I tried my hardest to get a post up last night, but my internet connection was going to have none of it. It was probably for the best because I was feeling very much under the weather, so instead I read a book and went to sleep.
It was bittersweet leaving Tacoma. I loved being there making new friends and being with old ones, but it feels really great to be continuing on the journey. I've started realizing that I really am loving just going where the wind blows me and not having to be anywhere. It's almost started stressing me out, knowing that I have to meet up with someone in a certain place, haha!
On my last day in Tacoma I rode bikes downtown with my friend Dan's roommate (and my new friend!) Ben. We got some tea at Mad Hat Tea Company, rode around town and checked out the Chihuly Bridge of Glass before cruising on up to Berts- the ubiquitous Tacoma hang out spot.
That night I went over to a friend's house with Dan and Ben to play some poker. I was flitting about talking to people, drinking beer, and hanging out with Little Bit, so I didn't join in on the poker itself, but it turned out alright since Dan won!
(^ Look at that poker face. Clearly a champion)
After all the poker festivities were done we rolled home and spent some time in the Winne chillin' and playing some tunes. I tried kidnapping Dan and Ben, but we all ended up falling asleep instead. I blame the PBR.

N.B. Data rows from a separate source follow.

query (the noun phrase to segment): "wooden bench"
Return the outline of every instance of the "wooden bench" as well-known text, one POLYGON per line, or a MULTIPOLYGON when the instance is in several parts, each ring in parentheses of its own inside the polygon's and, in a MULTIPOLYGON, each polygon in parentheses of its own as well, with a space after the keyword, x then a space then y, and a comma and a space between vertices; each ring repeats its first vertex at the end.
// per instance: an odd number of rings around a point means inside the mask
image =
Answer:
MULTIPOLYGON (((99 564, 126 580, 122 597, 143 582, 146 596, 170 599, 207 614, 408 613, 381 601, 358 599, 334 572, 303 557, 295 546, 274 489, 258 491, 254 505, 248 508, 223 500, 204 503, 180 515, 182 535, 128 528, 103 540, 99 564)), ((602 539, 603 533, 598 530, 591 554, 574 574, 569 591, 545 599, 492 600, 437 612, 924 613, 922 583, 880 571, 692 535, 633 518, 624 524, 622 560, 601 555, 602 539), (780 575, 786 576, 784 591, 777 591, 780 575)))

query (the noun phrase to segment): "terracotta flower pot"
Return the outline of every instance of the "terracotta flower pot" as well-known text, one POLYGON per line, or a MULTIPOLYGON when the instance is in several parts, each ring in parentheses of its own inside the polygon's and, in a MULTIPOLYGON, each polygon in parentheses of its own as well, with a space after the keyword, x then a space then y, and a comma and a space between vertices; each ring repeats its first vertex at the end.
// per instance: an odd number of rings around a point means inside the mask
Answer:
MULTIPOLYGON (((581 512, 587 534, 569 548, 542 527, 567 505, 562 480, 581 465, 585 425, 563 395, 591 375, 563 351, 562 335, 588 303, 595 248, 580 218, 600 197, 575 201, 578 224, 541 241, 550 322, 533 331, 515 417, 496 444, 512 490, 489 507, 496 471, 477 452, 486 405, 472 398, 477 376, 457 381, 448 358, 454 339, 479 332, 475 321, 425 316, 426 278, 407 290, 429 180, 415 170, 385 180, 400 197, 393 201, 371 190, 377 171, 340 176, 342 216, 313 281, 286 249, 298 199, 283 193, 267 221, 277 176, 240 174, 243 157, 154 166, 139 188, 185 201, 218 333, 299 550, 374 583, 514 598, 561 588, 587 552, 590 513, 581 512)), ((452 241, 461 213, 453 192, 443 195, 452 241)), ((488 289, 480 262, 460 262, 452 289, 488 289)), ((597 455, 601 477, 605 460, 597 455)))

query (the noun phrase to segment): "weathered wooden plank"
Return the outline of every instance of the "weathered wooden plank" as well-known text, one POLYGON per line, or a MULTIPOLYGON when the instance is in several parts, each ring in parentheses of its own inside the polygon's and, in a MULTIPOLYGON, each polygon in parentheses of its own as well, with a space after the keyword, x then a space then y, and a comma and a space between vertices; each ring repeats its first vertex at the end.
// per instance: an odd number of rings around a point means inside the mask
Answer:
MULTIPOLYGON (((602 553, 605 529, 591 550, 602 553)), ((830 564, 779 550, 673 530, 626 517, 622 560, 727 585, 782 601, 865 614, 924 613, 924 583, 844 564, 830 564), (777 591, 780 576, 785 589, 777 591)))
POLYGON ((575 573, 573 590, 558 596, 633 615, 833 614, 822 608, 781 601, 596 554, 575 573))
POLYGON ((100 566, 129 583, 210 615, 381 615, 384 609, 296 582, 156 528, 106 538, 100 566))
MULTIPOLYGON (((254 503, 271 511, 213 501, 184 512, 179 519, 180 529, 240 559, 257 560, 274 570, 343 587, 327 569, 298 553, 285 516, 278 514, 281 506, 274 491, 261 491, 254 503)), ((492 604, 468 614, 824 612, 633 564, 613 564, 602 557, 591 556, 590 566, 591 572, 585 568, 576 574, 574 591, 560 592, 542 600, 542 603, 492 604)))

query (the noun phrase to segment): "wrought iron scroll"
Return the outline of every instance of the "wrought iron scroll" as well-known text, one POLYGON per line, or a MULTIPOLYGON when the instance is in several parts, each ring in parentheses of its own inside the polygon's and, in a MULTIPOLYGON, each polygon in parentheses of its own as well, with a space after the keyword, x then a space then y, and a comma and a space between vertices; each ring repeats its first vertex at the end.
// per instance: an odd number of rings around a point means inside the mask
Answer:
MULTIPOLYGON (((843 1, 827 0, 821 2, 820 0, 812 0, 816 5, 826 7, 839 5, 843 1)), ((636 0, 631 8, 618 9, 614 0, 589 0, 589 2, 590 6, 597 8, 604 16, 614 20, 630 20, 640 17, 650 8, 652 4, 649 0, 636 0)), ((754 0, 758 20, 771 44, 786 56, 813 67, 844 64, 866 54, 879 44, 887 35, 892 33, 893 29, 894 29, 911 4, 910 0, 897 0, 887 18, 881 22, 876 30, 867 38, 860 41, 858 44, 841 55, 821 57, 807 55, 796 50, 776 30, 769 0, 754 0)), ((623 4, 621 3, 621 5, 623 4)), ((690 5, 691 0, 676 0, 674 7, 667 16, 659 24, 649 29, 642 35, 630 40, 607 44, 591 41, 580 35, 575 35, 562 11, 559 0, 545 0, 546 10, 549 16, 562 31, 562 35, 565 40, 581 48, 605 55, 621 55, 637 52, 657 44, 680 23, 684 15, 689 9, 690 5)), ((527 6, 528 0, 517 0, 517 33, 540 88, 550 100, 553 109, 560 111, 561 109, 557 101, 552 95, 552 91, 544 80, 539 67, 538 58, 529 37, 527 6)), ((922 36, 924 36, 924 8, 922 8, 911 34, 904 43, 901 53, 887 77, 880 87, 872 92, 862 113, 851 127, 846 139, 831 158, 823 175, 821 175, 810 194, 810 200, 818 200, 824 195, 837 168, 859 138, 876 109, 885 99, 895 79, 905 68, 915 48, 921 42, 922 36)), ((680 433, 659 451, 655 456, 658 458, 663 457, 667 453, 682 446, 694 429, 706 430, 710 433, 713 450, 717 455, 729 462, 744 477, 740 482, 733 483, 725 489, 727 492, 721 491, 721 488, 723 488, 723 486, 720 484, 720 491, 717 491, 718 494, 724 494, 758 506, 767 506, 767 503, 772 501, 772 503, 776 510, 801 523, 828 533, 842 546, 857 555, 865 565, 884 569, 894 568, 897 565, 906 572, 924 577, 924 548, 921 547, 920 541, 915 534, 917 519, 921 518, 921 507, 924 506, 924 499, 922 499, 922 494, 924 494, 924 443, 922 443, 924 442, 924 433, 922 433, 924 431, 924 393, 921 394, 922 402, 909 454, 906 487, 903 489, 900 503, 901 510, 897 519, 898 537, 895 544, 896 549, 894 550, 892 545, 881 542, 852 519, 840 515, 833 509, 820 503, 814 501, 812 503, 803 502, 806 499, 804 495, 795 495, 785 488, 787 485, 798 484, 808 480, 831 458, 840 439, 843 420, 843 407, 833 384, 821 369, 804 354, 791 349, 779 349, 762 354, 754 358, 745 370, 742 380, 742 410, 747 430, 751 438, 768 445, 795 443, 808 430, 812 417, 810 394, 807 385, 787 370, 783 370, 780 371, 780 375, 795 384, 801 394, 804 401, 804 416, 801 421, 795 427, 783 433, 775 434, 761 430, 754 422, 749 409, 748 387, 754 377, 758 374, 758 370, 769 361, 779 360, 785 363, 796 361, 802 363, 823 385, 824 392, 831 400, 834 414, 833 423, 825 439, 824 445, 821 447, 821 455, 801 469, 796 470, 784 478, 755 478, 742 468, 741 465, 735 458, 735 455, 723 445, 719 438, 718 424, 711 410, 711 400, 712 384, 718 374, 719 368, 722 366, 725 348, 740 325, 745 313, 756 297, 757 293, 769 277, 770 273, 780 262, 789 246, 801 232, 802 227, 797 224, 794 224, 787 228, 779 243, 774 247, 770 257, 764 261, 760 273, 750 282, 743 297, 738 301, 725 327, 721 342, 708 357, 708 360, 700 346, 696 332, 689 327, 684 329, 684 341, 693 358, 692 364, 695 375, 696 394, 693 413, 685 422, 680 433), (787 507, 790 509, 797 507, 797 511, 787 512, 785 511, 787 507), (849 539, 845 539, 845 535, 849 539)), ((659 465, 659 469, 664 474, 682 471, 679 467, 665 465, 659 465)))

Tacoma was a good launching point for the rest of my trip. Being there kind of kick-started a lot of introspection and I was really inspired in many ways. The rest of my trip will be much richer for having spent that week in Tacoma. For the past year I've spent much of my energy avoiding feeling much emotion, trying to uphold some semblance of "having it together" when in fact the only reason I had my life together was because it really wasn't that much of a life. Not that I was unhappy with my life, but it was very ... safe. I blogged, I worked, I hung out with my family. There wasn't much room for anything that would be uncomfortable or emotionally dangerous. I'm coming out of that now and realizing that while I'm not as able to "handle" my emotions, I would rather live life fully and maybe end up bawling now and then randomly- or maybe not so randomly- than to cage myself into this box of appearing to have everything together. I frankly do not have everything together, and I'm much less capable of controlling my emotions (I fear because I avoided them altogether for so long), but at least I am living, eh? Being and feeling alive is uncomfortable at times, but- so it goes.
This photo is merely to prove that road trips have some sort of mystical powers which make you want to eat junk food. I don't know when the last time was that I willingly walked into a McDonalds for a burger. The Winne made me do it! Ugh, but it was so delicious... is there a better road trip food than fries? I say nay!
Further proof: my grocery basket this afternoon was full of 3 bags of chips, orange soda, cheese, grapes and avocados. Okay, well, the fruit/cheese kinda makes it seem healthy, but trust me, if you'd have seen my basket you would've laughed. It was like 90% junk food.